🌊 Java Streams API — map, filter, reduce and Collectors
Master the Java Streams API — map, filter, reduce, collect, Collectors (groupingBy, joining), lazy evaluation, parallel streams and intermediate vs terminal operations. With examples.
The Streams API (Java 8) processes collections declaratively — describe what to compute, not how to loop.
🔧 Pipeline structure
Source → intermediate operations (lazy) → terminal operation (triggers execution):
List<String> result = names.stream() // source
.filter(n -> n.length() > 3) // intermediate (lazy)
.map(String::toUpperCase) // intermediate (lazy)
.sorted() // intermediate (lazy)
.collect(Collectors.toList()); // terminal (runs it)⚙️ Common operations
- filter — keep matching elements
- map — transform each element
- flatMap — flatten nested streams
- reduce — fold to a single value
- sorted, distinct, limit, skip
📦 Terminal operations
- collect — gather into a List/Set/Map
- forEach, count, anyMatch, findFirst
- reduce, min/max, sum (on primitive streams)
🗂️ Collectors — the power tool
Map<Dept, List<Employee>> byDept =
employees.stream().collect(Collectors.groupingBy(Employee::dept));
String csv = names.stream().collect(Collectors.joining(", "));⏱️ Lazy & parallel
Intermediate ops are lazy — nothing runs until the terminal op. .parallelStream() splits work across cores, but only helps for large, CPU-bound, stateless pipelines.
💻 Code Examples
filter + map + collect
List<String> names = List.of("Sam","Alexander","Bo","Charlotte");
List<String> longUpper = names.stream()
.filter(n -> n.length() > 3)
.map(String::toUpperCase)
.toList();
System.out.println(longUpper);Output:
[ALEXANDER, CHARLOTTE]
groupingBy
var words = List.of("apple","banana","avocado","cherry");
Map<Character,List<String>> byFirst = words.stream()

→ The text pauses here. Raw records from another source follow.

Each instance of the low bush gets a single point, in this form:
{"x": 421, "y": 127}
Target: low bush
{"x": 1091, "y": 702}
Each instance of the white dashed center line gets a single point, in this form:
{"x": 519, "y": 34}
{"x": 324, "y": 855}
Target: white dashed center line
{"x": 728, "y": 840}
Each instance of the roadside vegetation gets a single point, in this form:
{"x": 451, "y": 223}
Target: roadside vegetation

.collect(Collectors.groupingBy(w -> w.charAt(0)));
System.out.println(byFirst);Output:
{a=[apple, avocado], b=[banana], c=[cherry]}reduce to a sum
int sum = List.of(1,2,3,4).stream()
.reduce(0, Integer::sum);
System.out.println(sum);Output:
10
⚠️ Common Mistakes
- Reusing a stream after a terminal operation — streams are single-use; create a new one.

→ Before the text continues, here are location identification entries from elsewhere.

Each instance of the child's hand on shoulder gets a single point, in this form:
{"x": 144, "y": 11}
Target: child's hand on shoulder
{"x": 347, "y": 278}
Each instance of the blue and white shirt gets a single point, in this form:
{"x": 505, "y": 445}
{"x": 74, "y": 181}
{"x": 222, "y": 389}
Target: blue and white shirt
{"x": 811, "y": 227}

- Expecting intermediate ops to run on their own — they're lazy; nothing happens without a terminal op.
- Using parallelStream() on small or IO-bound work — overhead makes it slower; benchmark first.
- Mutating shared state inside forEach — breaks in parallel; prefer collect/reduce.
🎯 Interview Questions
Real questions asked at top product and service-based companies.

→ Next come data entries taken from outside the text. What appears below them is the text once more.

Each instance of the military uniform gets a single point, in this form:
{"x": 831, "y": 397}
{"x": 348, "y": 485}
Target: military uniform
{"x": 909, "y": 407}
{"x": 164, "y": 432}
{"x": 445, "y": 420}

Q1.What is the difference between intermediate and terminal operations?Beginner
Intermediate operations (filter, map, sorted) return a new stream and are lazy — they don't execute until a terminal operation. Terminal operations (collect, forEach, count, reduce) produce a result or side effect and trigger the pipeline.
Q2.What does Collectors.groupingBy do?Intermediate
It collects stream elements into a Map, grouping them by a classifier function's result. Each key maps to a list (or a downstream-collected value) of elements sharing that key — like SQL GROUP BY.
Q3.What's the difference between map and flatMap?Intermediate
map transforms each element 1-to-1. flatMap transforms each element into a stream and flattens all of them into one stream — useful for flattening nested collections (List<List<T>> → stream of T).
Q4.Are streams lazy? What does that mean?Beginner
Yes. Intermediate operations build a pipeline but do no work until a terminal operation runs. Laziness enables short-circuiting (e.g., findFirst stops early) and fusing operations into a single pass.
Q5.When should you use parallelStream()?Advanced
Only for large datasets with CPU-bound, stateless, independent operations where the splitting/merging overhead is worth it. Avoid for small collections, IO-bound work, or operations with shared mutable state or ordering dependencies.
🧠 Quick Summary
- Streams = declarative pipelines: source → intermediate → terminal.
- Intermediate ops (map/filter/sorted) are lazy; terminal ops run the pipeline.
- Collectors (groupingBy, joining, toMap) gather results powerfully.
- reduce folds a stream to one value; flatMap flattens nested streams.
- Streams are single-use; parallelStream only helps for big CPU-bound work.